Originally published at: https://boingboing.net/2020/08/31/the-amazing-acoustics-of-stone.html
…
I’m not saying it is alie…
sighs
My heart just isn’t in it…
Love that model.
I wonder who gets to take that prize home after all the experiments are over.
Did they save the dimensions in public domain, just in case someone wants to make it with, oh, a 3-D printer that uses cement as the feedstock?
Also, picky pendant in me says that they should have brought some physics-appropriate soil from the site for the “floor” of Stonehenge, unless that MDF is the same acoustic density. I suppose I will have to RTFA…
If they’re testing off a model “one-twelfth the size of the actual monument” do they have to concentrate on acoustics of one-twelfth the wave length of a chanting Druid? (“Yer daft, you are! your average Druid chants in yer 100-200 Hz range or 2 meters so one twelfth of that would be inna range of 1900 Hz way out of yer soprano. now allowing for particularly humid air off the moors… wait, what were we talk’n about?”)
Modern day equivalency:
So I lived in this city for a bit, oops! The audio tricks used here at “The Center of the Universe” was one amazing thing to behold.

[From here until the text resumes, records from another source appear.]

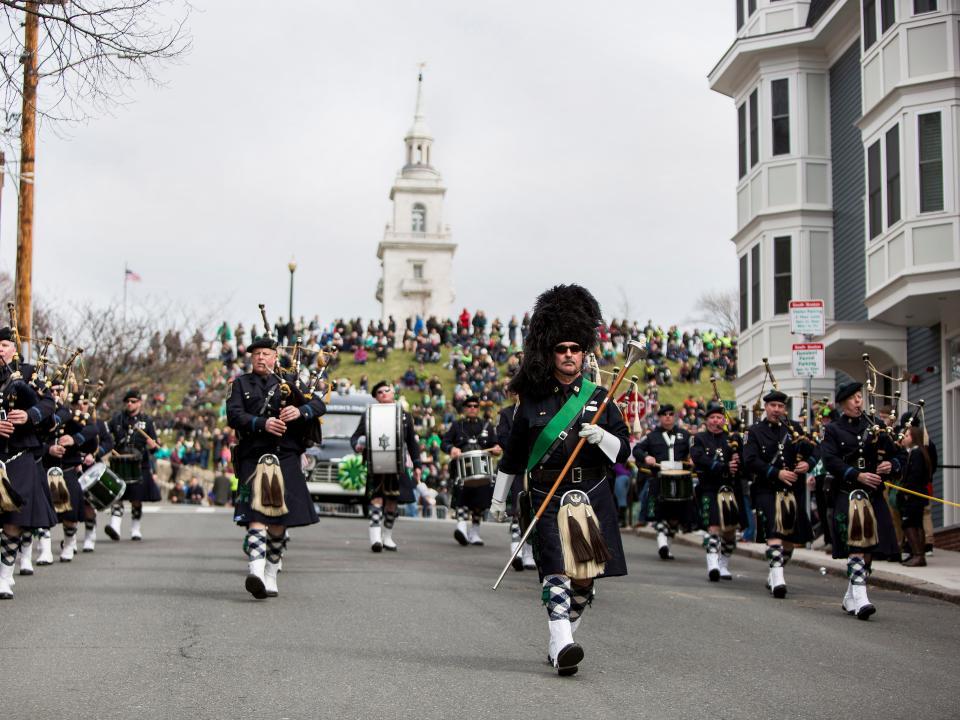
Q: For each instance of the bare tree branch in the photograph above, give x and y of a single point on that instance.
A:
(90, 53)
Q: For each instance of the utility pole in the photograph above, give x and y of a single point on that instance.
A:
(28, 136)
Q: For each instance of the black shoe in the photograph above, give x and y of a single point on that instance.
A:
(568, 659)
(255, 587)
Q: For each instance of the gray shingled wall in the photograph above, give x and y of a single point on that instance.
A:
(923, 351)
(849, 239)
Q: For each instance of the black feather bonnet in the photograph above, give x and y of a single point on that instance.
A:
(564, 313)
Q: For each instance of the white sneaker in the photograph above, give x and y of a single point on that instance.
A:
(855, 602)
(90, 539)
(388, 543)
(376, 541)
(26, 558)
(68, 548)
(45, 553)
(776, 583)
(562, 652)
(517, 562)
(725, 567)
(270, 579)
(663, 546)
(113, 527)
(527, 554)
(713, 567)
(255, 583)
(6, 582)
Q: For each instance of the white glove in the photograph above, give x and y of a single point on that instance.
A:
(593, 433)
(498, 506)
(608, 442)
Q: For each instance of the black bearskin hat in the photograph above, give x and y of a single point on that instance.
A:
(564, 313)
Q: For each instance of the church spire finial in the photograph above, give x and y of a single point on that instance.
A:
(418, 112)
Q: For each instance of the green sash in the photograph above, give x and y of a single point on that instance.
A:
(559, 422)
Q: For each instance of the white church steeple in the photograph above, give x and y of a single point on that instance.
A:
(416, 253)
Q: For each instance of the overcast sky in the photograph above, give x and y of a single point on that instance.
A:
(578, 142)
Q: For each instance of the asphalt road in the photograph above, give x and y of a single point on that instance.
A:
(163, 629)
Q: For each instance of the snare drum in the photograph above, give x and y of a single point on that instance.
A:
(474, 468)
(101, 487)
(385, 438)
(127, 467)
(676, 485)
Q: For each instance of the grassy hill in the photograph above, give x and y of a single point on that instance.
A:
(398, 361)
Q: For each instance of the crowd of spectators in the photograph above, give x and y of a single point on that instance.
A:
(482, 354)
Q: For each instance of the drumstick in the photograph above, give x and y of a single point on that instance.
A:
(146, 435)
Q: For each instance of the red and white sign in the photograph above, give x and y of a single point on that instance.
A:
(807, 317)
(808, 360)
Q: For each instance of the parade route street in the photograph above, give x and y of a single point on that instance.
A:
(164, 629)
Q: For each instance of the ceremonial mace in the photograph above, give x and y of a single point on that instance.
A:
(636, 350)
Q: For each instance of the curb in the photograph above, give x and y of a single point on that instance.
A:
(879, 578)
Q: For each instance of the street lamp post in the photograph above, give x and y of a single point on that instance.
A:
(292, 267)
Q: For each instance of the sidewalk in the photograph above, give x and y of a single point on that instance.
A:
(939, 579)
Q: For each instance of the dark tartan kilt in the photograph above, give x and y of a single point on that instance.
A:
(398, 486)
(71, 476)
(710, 508)
(475, 498)
(764, 502)
(886, 535)
(682, 513)
(300, 509)
(144, 491)
(29, 479)
(546, 547)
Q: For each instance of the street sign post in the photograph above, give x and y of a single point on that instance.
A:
(809, 360)
(807, 317)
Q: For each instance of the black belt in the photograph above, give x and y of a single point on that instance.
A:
(574, 475)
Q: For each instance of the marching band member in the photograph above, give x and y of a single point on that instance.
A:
(665, 444)
(134, 435)
(524, 559)
(466, 434)
(385, 490)
(24, 494)
(715, 455)
(777, 462)
(858, 453)
(555, 405)
(81, 441)
(272, 437)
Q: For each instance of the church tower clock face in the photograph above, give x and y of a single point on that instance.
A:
(416, 252)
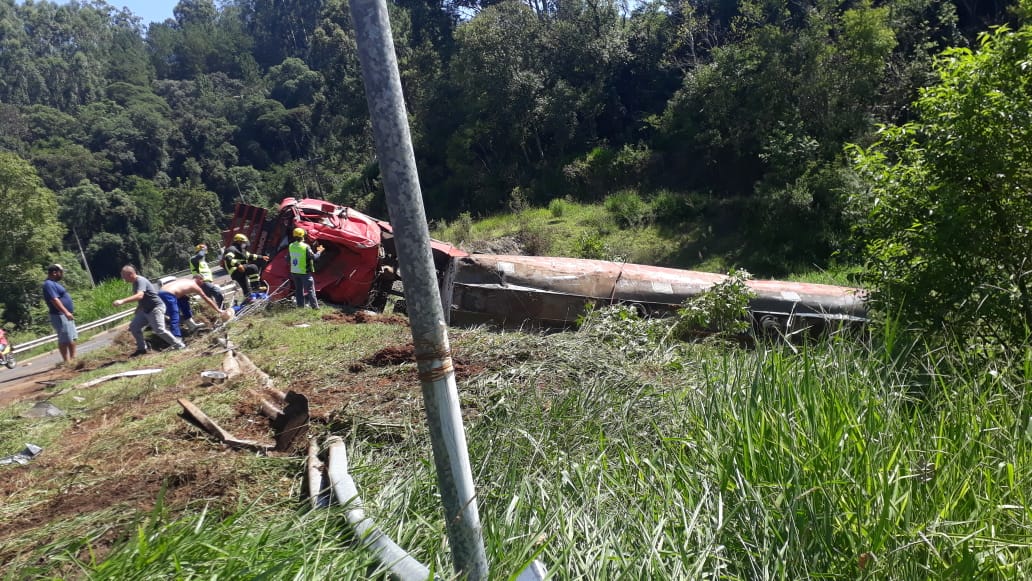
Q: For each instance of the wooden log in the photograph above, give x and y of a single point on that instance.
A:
(193, 415)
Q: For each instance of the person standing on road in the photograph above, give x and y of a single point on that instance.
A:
(175, 295)
(302, 266)
(62, 312)
(150, 311)
(199, 266)
(239, 263)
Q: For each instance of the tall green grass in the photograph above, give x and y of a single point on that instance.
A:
(634, 459)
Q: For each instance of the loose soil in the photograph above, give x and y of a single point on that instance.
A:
(92, 469)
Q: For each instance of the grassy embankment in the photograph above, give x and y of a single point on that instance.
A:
(603, 453)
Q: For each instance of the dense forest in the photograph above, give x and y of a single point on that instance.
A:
(129, 144)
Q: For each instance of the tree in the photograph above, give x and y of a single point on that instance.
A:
(32, 234)
(948, 198)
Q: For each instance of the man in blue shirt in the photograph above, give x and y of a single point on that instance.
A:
(62, 312)
(150, 311)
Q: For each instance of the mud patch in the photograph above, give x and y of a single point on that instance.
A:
(364, 317)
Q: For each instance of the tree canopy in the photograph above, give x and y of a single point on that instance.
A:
(730, 118)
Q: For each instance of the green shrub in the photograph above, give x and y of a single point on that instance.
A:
(462, 228)
(591, 246)
(722, 309)
(672, 208)
(629, 210)
(557, 207)
(537, 240)
(945, 211)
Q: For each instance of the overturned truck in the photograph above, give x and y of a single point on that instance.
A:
(359, 267)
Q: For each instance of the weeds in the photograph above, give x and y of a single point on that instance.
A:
(608, 456)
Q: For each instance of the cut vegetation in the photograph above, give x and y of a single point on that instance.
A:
(604, 452)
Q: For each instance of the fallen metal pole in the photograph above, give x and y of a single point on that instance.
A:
(437, 375)
(401, 565)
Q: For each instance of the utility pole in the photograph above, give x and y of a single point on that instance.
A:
(429, 334)
(83, 255)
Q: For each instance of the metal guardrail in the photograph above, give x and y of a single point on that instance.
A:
(27, 346)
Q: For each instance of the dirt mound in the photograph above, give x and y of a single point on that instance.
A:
(505, 245)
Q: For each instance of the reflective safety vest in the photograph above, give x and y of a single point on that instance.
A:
(199, 266)
(298, 258)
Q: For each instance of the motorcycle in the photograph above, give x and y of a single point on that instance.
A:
(6, 352)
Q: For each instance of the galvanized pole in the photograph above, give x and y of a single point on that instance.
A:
(405, 203)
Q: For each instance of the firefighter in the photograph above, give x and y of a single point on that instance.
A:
(239, 263)
(302, 264)
(199, 266)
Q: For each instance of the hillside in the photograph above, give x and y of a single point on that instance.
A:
(601, 451)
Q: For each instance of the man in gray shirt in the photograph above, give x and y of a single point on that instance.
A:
(150, 311)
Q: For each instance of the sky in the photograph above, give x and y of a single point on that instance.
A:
(148, 10)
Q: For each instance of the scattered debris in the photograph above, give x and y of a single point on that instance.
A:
(133, 373)
(42, 410)
(248, 366)
(23, 457)
(318, 482)
(193, 415)
(292, 422)
(401, 565)
(213, 377)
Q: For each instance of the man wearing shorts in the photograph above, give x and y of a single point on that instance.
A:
(62, 312)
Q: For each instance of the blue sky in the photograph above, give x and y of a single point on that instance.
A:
(149, 10)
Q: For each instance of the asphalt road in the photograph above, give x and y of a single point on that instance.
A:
(25, 378)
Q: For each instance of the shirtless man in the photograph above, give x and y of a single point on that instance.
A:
(175, 295)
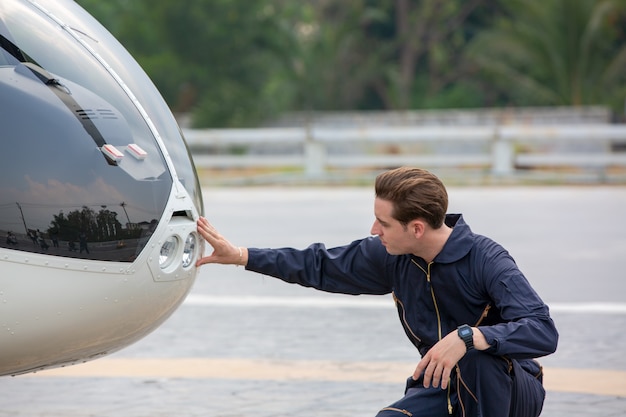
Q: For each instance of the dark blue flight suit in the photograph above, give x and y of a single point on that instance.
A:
(473, 281)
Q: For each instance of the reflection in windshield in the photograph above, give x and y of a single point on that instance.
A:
(81, 174)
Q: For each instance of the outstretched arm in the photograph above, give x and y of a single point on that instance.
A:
(224, 252)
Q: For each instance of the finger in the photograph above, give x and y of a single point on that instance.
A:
(445, 378)
(420, 368)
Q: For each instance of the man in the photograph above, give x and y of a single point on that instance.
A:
(462, 301)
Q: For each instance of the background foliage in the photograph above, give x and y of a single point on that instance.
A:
(233, 63)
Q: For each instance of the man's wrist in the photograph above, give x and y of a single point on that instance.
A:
(466, 334)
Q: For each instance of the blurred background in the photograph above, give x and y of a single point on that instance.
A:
(277, 90)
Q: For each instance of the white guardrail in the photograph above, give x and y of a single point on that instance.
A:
(501, 149)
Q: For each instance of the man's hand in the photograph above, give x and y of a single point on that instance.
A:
(224, 252)
(438, 363)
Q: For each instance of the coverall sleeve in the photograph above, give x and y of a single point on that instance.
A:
(527, 330)
(357, 268)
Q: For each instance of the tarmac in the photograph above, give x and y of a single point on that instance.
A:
(247, 345)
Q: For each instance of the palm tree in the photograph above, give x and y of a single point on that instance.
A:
(556, 52)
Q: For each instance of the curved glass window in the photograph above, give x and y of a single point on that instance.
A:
(81, 172)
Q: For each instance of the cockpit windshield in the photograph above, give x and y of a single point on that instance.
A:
(82, 171)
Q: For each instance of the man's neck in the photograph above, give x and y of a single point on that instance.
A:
(433, 243)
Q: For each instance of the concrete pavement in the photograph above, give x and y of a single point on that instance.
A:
(245, 345)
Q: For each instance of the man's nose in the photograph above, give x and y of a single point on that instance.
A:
(375, 230)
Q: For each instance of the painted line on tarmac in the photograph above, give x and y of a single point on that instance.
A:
(343, 301)
(585, 381)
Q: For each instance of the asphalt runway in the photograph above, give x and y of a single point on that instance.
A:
(247, 345)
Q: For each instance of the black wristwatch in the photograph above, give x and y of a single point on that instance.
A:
(467, 335)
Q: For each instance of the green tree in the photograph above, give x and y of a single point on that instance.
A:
(556, 52)
(222, 60)
(368, 54)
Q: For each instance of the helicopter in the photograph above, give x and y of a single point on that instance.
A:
(99, 196)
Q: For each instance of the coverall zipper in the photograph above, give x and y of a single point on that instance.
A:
(432, 294)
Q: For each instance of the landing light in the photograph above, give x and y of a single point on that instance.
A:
(168, 252)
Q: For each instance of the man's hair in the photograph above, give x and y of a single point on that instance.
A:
(415, 193)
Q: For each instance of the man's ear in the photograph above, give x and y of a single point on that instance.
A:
(417, 227)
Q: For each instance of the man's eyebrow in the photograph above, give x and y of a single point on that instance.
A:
(381, 221)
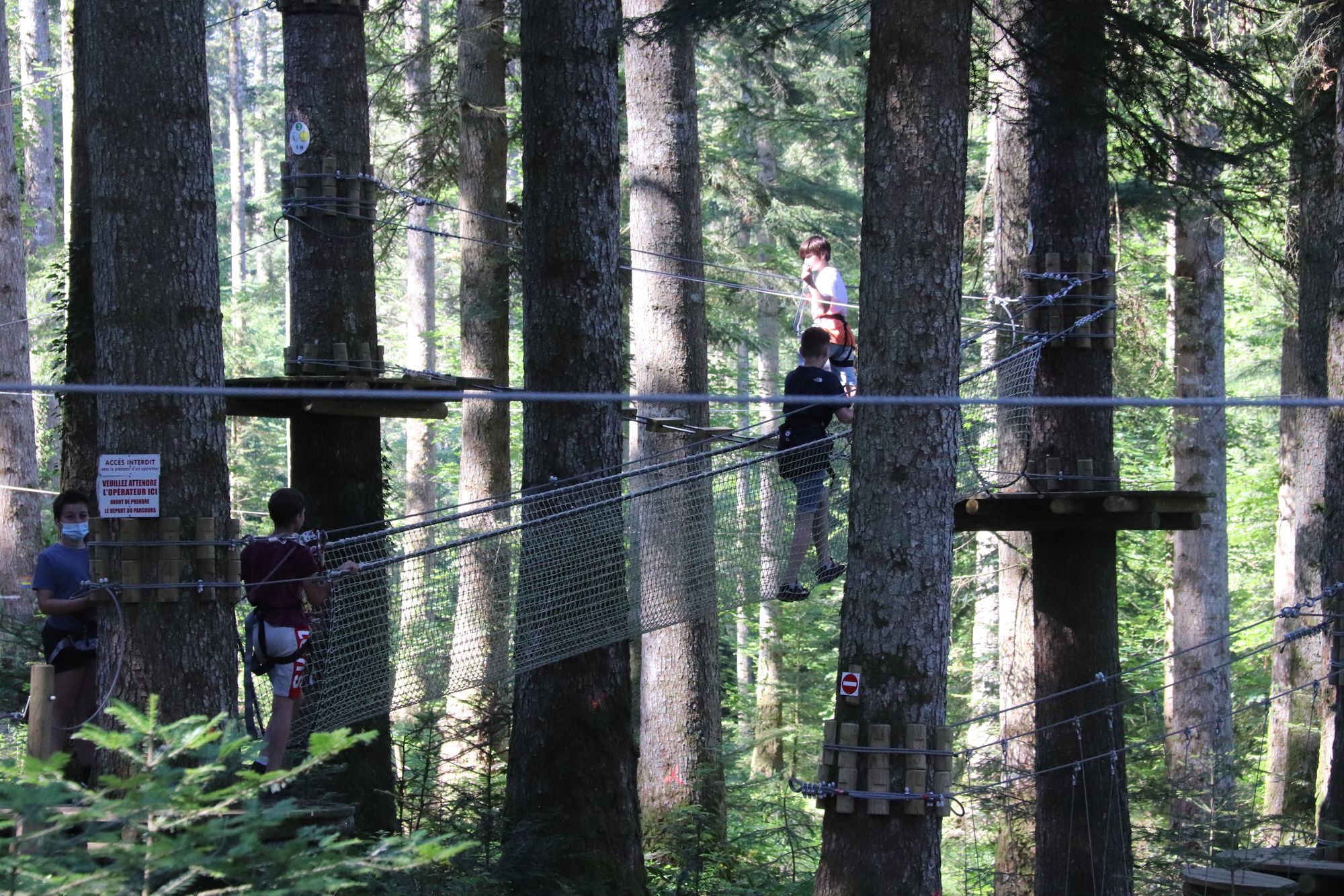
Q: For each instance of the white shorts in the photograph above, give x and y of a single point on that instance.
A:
(287, 680)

I had my beloved border collie sit at my feet right on the medallion and bellowed “GOOD DOG!!!” He freaked out crawled up my torso and started licking my face like I was God who had spoken to him, lol. Really cool spot, almost worth going to Tulsa just to check it out. If your white that is, the folks I met freaked me out like the sheriff who brought his kid to KKK meetings, or the restaurant manager who wouldn’t hire this kid because “we only have colored folks bus tables here!”
Sorry Tulsa, I digress, have you as a city changed yet? About the center of the Universe and it’s similarity to the standing Stones…
I helped set up a wedding in this dome, and it is a full-on circular building:
https://radiancetx.org/radiance-foundation/dome/
The acoustics are pretty wild. Standing under the oculus, in the center point of the floor, and it’s easy to create standing waves and echoes.
We’ve listened to “unplugged” concerts in there, and the placement of the band–especially any drums–is tricky, to say the least.
They are suggesting that the room simulated the impacted soil at the site. It would likely have been very, very hard.
So what I’m gathering from this report is that the sound system at Stonehenge went up to 11?
Okay, but is it any different than any old big circle of rocks and did they intend that property, or it’s just a coincidental benefit of putting rocks in a circle?
People write breathlessly about Stonehenge as though the people were ancient geniuses who understood quantum mechanics. However one does not need any motivation beyond “this is the only way we have to build a big structure” for building it that way. Not everything exists a certain way for a reason. People just like building big stuff that looks nice.
No. It must always be for unknown but probably ritual purposes.
(I seem to recall a heated thread about this and archaeologists, here, a long time ago. Hope I haven’t started it up again.)
In my head all I see are a bunch of Druids wandering around saying: “Can you hear me now?”
As a professional archaeologist I absolutely agree.
Heh, there is that old joke among archeologists (or sociologists? Both?) that if you don’t know what something was for, it was “ceremonial”.
Or however they counted in ancient druid.
to quote from the paper
One source of uncertainty in the modelling is the exact prehistoric ground conditions. It has been assumed that construction with stones that weigh up to 30 tonnes would lead to heavily compacted grassland over the chalk geology. The random incidence absorption coefficient for ‘compacted dense ground’ was calculated using data from Attenborough et al. (2016). The physical scale model used unvarnished Medium Density Fibreboard (MDF) for the floor because this gave similar ab-sorption coefficients at twelve times the frequency (Jeon et al., 2009).
Jeon et al (2009) refers to this article.
https://www.sciencedirect.com/science/article/abs/pii/S0003682X08001473
and Attenborough 2016 to this one
Sometimes, knowing what what one is doing comes down to consulting the appropriate papers.
Cool space. Great light and nice carpentry. Rooms each have their own sound effects. My favorite in door spaces feature massive pipe organs but whatever.
Outdoor sound effects feels more like magic. When you get a perfect reverb from an underground parking garage, or a slot canyon, your shower, lol.
These days people think of amplifiers as a price of electronics, sure good point but there are simple methods of sound amplification without a wired watt, no?
When you are outdoors AND experience good sound it’s superior tho indoor noises. Why do you think Hobos and Gypsy types always have an organ or a fiddle? Insert troll food here
Mine either. I am trying to be lighter of spirit, to joke around, try to laugh more… but I just can’t right now. I’m not saying to the jokesters to stop joking… it’s ok. I’m just having a hard time right now. /rant
Sorry, I took it to 11 just now. You probably only meant it as a 2.
Right, “aLyn”…
We like to call it “ritual” but yeah, that’s pretty much the joke with a certain amount of truth in it. Less so recently but up until the 70s or so prehistorians did a lot of that.